For every $1,000 that you spend, you should be slapped in the face
Summary
A wild take about slapping people in the face for every $1,000 they spend turns into a surprisingly thoughtful conversation about wealth inequality. Kareem and a subway rider quickly realize the premise only makes sense for the ultra-rich. They hash out the details: a $10 million net worth threshold, exemptions for charity, and plenty of slaps for Jeff Bezos's $600 million wedding to Lauren Sánchez. The math gets ridiculous fast. Bezos would face 28,000 slaps for that rumored $28 million Melania Trump documentary fee alone. They agree billionaires shouldn't exist, though the rider admits they'd happily take $5 million to make indie movies. It's half absurdist comedy, half earnest critique of obscene spending in a country where Gen Z can't afford homes and $6,000 studio apartments already feel like a slap in the face.
Full Transcript
So, what's your take? For every $1,000 that you spend, you should be slapped in the face.
100% disagree. Hard. What does that even mean? Say you wanted to make a documentary about Melania Trump and you wanted to spend $28 million giving her a bribe. I mean, sorry, a fee. Then Jeff Bezos should have to be slapped in the face 28,000 times.
This only makes sense if you're really rich. What if—what if I'm buying a house? Gen Z can't afford a house nowadays.
I'm not Gen Z. Thank you very much. Thank you very much for the compliment. Think about rent in New York. Every time that you—if you pay $6,000 for a studio, you get slapped in the face six times.

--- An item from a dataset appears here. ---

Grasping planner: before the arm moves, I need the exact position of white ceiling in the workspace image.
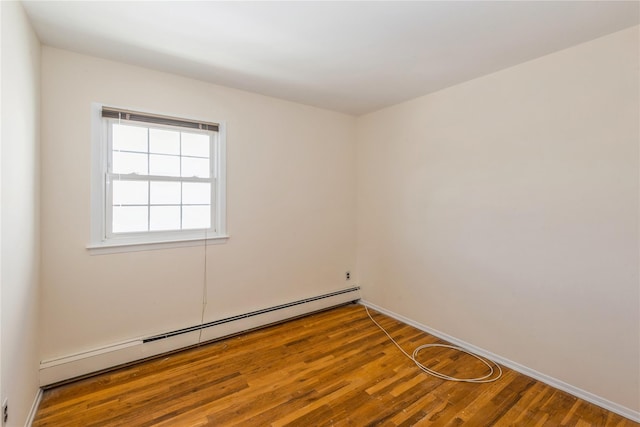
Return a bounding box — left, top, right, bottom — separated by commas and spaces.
24, 1, 640, 115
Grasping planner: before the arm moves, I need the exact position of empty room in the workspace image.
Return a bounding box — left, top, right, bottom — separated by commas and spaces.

That's sad. But that—it already feels like a slap in the face to pay.
I mean, think about healthcare in this country. It's criminal. I mean, I agree with you. As a society, we've entirely failed to prevent billionaires from accumulating obscene amounts of wealth.
So we should make it hard for them to spend it. Can we add more rules? Oh, yeah, because I don't want the common folk to get slapped in the face. Maybe if you have a net worth of like a million. No, let's make it 10 million. If you have a net worth of 10 million plus, then you start getting slapped.
Also, like, if you want to give your money away to charity, you don't get slapped. Nothing. What you want to stop is people spending, you know, like obscene amounts of money. Like Bezos's wedding, which is $58 million or whatever. He gets a lot of slaps. His—the upkeep on that every year is $30 million. I mean, shouldn't that money be put in the Washington Post to save democracy?
I don't think the Washington Post is going to save democracy. I think the Washington Post dug itself into a big fat hole before Jeff Bezos. I think the whole media in this country dug itself into a big fat hole before the billionaires. Yeah, we could agree with that. But we do think that we should make it harder for people to spend obscene amounts of money.
100% agree on net worth individuals that have over $10 million, maybe five. Yeah, we're in agreement. I don't think there should be billionaires. I'm not trying to become one. I would like $5 million. If you had $5 million, you could make five $1 million movies.
Yeah. Or 10 $500,000 movies, which is a lot of slaps. [laughter]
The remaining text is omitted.